Мы стояли вместе с родственниками Трикси, странные девочки-подростки и девочки, едва переставшие быть подростками.
Мама Трикси обнимала WillowB и в этот момент было неважно, как бы она отнеслась к новости о том, что B — в ее нике означает "бисексуалка".
Я считала белые цветы. Думаю, белые цветы — это самое важное. Символ чистоты и новой, вечной жизни. Я думаю, даже если вечной жизни на самом деле нет, для нее необходим символ.
Или, как говорят, если ее нет, то ее стоит выдумать.
Я представляла себе, как приведу девочек и скажу вдохновляющую речь, и мы все-все обнимемся и будем плакать. Вышло по-другому, как и всегда в жизни. Мы просто постояли рядом со свежей могилой Трикси, молча, со скорбными лицами и тяжелыми сердцами.
Но и этого было достаточно. Я бы хорошенько пнула любого, кто сказал бы, что нужно что-то еще.
Мы были причастны к ее смерти так же, как были причастны к ее жизни. Никто из нас не решился рассказать родственникам Трикси о нашей дружбе, да и вообще поговорить с ними, но, я думаю, главное было то, что мы вообще пришли.
Моментального облегчения я тоже не почувствовала. Скорее, я ощущала, что не могу поговорить с Трикси. Будто на вечеринке, которая мне не нравится. Трикси, словно именинница, была нарасхват, все хотели провести с ней время, и только на меня ее не хватало. Вот как я себя ощущала.
Когда люди стали расходиться, я почувствовала облегчение. Мне казалось, меня наконец оставят с ней наедине, и этот белый шум в моей голове пройдет.
Я радовалась уходящим, эгоистично мечтала заполучить внимание Трикси и объяснить ей, почему отвергла ее когда-то.
Веселое солнце озаряло все вокруг, и я подумала, что это в самом деле чудесно — что жизнь продолжается, что ей нет конца.
Она продолжится и после меня.
В конце концов, все разошлись. Осталась только мама Трикси. Я на нее даже разозлилась. Я имею в виду, меня охватило вдруг такое упрямство, желание ее победить, переждать.
Вдруг мама Трикси спросила:
— Как тебя зовут?
— Рита, — сказала я, и схлынуло, как волна, все мое детское раздражение.
— Вы, наверное, очень дружили.
— Да, — сказала я, сама не понимая, зачем. — Но вообще-то на расстоянии. Я живу в Челябинской области.
Мама Трикси посмотрела на меня. Они были похожи, я видела это ясно. Глаза и губы, подбородки с ямочками, длиннопалые руки.
Как страшно, подумала я, пережить своего ребенка.

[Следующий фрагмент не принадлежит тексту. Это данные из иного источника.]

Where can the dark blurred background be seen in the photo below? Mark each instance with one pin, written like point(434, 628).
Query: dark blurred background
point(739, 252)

Но и у мамы Трикси должно было быть будущее. Если у нее не было будущего, то жить в этом мире вообще не стоило. Если у мамы Трикси не было будущего, значит я выигрывала, а Толик проигрывал.

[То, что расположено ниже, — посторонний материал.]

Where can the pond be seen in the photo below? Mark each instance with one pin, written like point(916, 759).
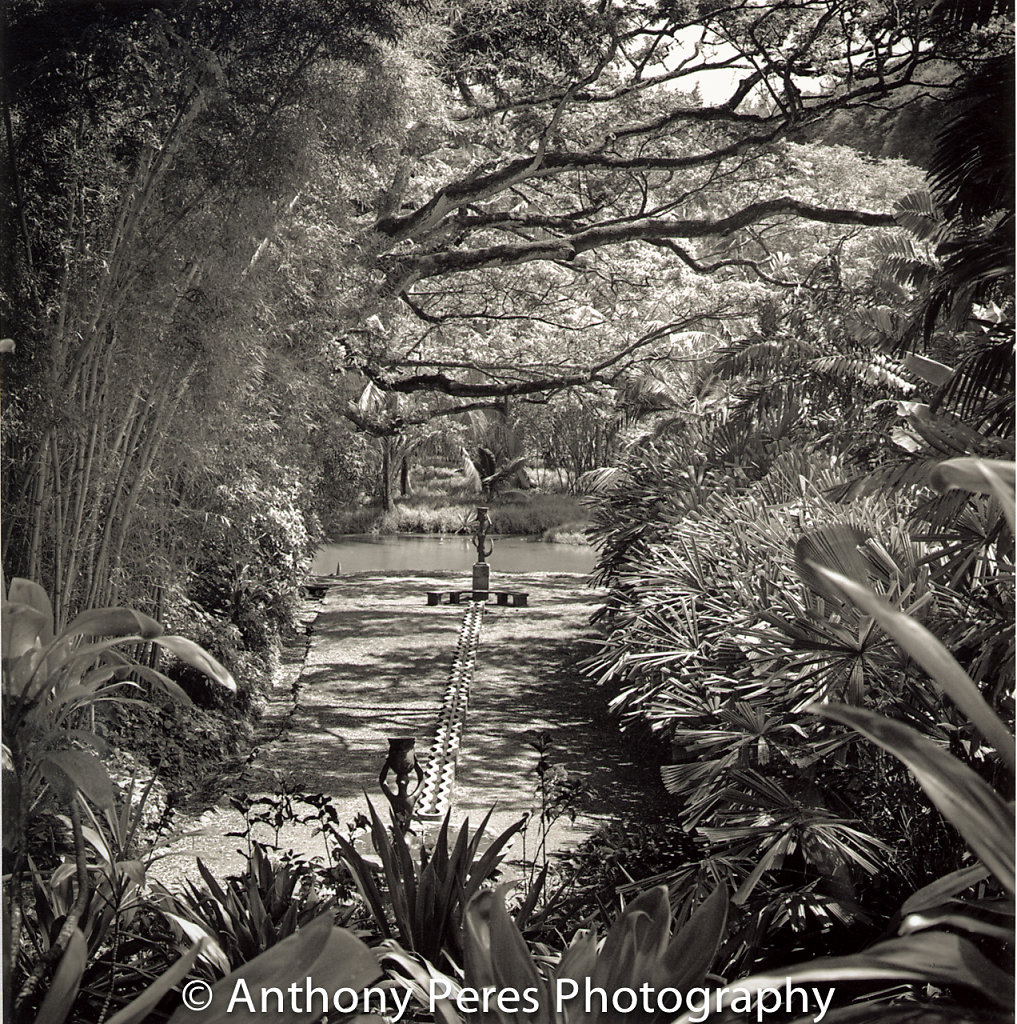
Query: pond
point(367, 553)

Я оглянулась, но Толика рядом не оказалось.
Мама Трикси легко и едва заметно, будто благородная дама со старой картины, улыбнулась.

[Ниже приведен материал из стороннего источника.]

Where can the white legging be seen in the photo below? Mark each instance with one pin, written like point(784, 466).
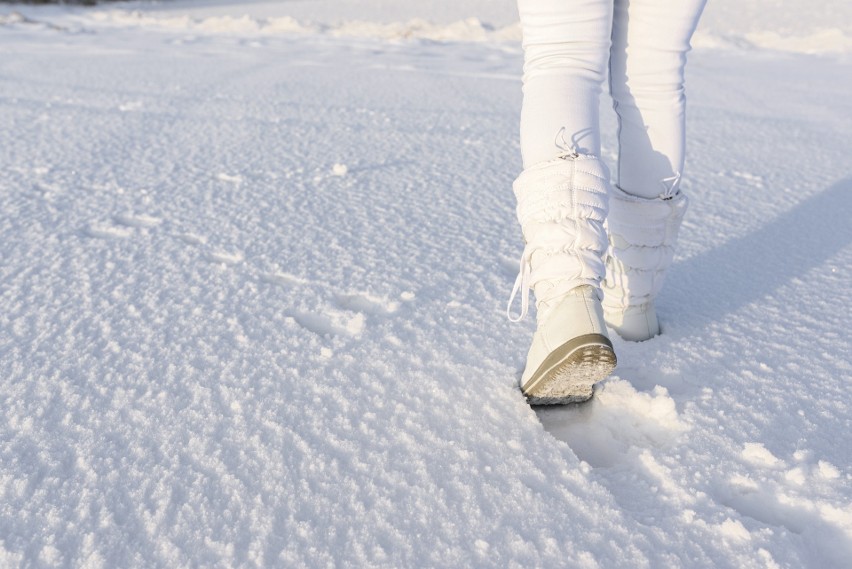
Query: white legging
point(568, 46)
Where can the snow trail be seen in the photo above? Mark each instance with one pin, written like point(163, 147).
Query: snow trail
point(251, 313)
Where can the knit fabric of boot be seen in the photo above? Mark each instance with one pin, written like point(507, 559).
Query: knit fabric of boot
point(562, 204)
point(642, 238)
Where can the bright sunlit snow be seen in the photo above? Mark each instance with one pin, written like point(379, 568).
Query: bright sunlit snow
point(254, 260)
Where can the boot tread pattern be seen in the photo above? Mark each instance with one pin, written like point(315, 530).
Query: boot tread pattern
point(569, 373)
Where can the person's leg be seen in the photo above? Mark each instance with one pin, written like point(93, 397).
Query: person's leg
point(562, 196)
point(566, 53)
point(650, 39)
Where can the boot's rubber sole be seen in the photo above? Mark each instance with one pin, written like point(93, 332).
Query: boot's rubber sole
point(569, 373)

— И ты добралась сюда из Челябинской области, чтобы с ней попрощаться?
— Да, — сказала я, ничуть не слукавив. Мама Трикси сказала:
— Она была хорошей девочкой.
— Да, — сказала я. — Очень. Я ей восхищалась.
— Потому что она болела?
— Нет, — сказала я. — Потому что она лучше всех играла в ролевые игры.
Мама Трикси вдруг засмеялась, и это не выглядело неестественно. Смех — часть этой жизни, и смерть — часть этой жизни.
— Да, — сказала мама Трикси. — Она мне рассказывала.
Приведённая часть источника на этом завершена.